Rulyrana saxiscandens
- Conservation status: Endangered (IUCN 3.1)

Scientific classification
- Kingdom: Animalia
- Phylum: Chordata
- Class: Amphibia
- Order: Anura
- Family: Centrolenidae
- Genus: Rulyrana
- Species: R. saxiscandens
- Binomial name: Rulyrana saxiscandens (Duellman and Schulte, 1993)
- Synonyms: Cochranella saxiscandens Duellman and Schulte, 1993 Cochranella tangarana Duellman and Schulte, 1993 Cochranella croceopodes Duellman and Schulte, 1993

= Rulyrana saxiscandens =

- Authority: (Duellman and Schulte, 1993)
- Conservation status: EN
- Synonyms: Cochranella saxiscandens Duellman and Schulte, 1993, Cochranella tangarana Duellman and Schulte, 1993, Cochranella croceopodes Duellman and Schulte, 1993

Species of frog

Rulyrana saxiscandens is a species of frog in the family Centrolenidae. It is endemic to the Cordillera Escalera, Peru, approximately between the cities of Tarapoto and Moyobamba.

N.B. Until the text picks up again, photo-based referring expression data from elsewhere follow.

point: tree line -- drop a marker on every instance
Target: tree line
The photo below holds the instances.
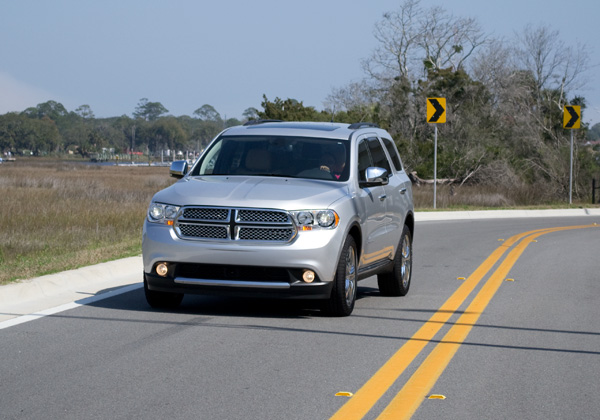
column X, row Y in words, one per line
column 50, row 129
column 505, row 99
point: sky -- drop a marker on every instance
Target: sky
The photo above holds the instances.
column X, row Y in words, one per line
column 109, row 54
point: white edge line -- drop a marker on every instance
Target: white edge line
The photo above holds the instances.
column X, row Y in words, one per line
column 65, row 307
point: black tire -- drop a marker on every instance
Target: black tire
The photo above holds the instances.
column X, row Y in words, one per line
column 397, row 282
column 343, row 294
column 161, row 300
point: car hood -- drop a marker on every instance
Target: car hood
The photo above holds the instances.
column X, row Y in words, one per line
column 253, row 191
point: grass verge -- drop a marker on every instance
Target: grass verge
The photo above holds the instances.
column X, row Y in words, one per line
column 56, row 216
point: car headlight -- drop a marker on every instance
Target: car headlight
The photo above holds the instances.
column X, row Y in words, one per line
column 316, row 219
column 162, row 213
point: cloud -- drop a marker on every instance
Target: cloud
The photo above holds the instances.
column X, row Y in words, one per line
column 18, row 96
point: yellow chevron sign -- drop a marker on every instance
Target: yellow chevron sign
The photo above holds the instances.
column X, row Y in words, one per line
column 572, row 116
column 436, row 110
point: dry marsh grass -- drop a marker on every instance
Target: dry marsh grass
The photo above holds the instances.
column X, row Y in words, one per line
column 56, row 216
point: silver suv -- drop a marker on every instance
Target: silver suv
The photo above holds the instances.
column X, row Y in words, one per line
column 283, row 209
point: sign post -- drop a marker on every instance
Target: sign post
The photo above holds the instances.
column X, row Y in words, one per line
column 436, row 113
column 571, row 121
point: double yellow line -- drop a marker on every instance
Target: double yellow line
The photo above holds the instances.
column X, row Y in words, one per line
column 412, row 394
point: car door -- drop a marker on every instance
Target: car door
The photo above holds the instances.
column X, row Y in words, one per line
column 399, row 200
column 372, row 203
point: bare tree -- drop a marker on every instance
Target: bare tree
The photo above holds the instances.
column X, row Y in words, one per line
column 555, row 66
column 412, row 39
column 448, row 41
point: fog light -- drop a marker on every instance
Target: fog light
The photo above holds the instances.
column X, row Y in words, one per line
column 308, row 276
column 162, row 269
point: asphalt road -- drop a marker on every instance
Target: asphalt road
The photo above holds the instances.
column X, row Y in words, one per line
column 494, row 327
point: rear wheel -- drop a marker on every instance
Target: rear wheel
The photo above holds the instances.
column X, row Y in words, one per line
column 397, row 282
column 343, row 294
column 161, row 300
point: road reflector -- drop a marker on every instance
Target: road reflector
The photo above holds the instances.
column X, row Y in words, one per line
column 344, row 394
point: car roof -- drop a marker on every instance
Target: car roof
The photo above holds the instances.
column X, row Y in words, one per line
column 331, row 130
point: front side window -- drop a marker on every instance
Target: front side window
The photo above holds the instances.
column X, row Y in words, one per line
column 281, row 156
column 378, row 155
column 389, row 145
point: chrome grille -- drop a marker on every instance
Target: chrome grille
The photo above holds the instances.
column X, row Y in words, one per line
column 263, row 216
column 265, row 234
column 203, row 231
column 232, row 224
column 203, row 213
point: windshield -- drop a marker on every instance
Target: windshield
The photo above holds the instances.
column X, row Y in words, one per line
column 295, row 157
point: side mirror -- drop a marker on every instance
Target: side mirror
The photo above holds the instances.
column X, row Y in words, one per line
column 375, row 177
column 178, row 168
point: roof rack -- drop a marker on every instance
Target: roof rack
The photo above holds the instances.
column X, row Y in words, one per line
column 255, row 122
column 356, row 126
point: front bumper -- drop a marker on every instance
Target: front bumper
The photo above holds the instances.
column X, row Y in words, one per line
column 253, row 269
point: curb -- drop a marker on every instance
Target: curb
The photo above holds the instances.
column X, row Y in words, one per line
column 44, row 295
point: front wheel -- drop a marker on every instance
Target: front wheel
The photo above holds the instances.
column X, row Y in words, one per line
column 343, row 294
column 397, row 282
column 161, row 300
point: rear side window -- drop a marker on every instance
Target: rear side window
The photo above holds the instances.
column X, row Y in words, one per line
column 364, row 160
column 389, row 145
column 378, row 155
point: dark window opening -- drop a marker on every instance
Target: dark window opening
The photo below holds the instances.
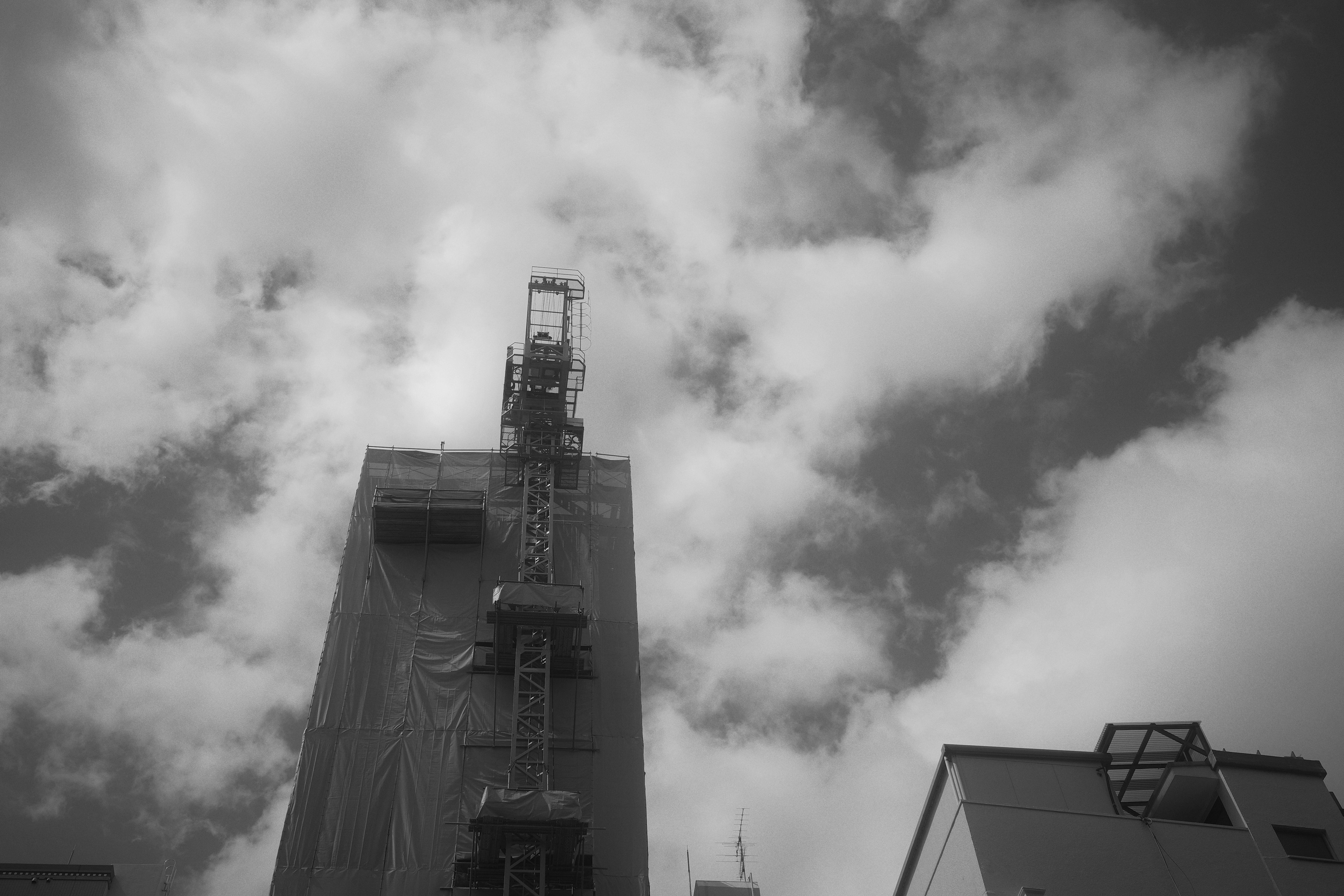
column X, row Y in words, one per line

==Taxonomy and nomenclature==
The delimitation of this species underwent a major change in 2014 when Rulyrana saxiscandens (originally Cochranella saxiscandens), Cochranella tangarana and Cochranella croceopodes were found to represent the same species. All three species were described in the same paper, so none of them have priority. Using the Principle of the First Reviser, Evan Twomey and colleagues chose C. tangarana and C. croceopodes as junior synonyms of Rulyrana saxiscandens.

==Habitat==
Rulyrana saxiscandens have been found along streams and creeks and in the spray zones of waterfalls at elevations between 517–1047 m above sea level. It does not occur in heavily modified habitats but can occur in secondary forests.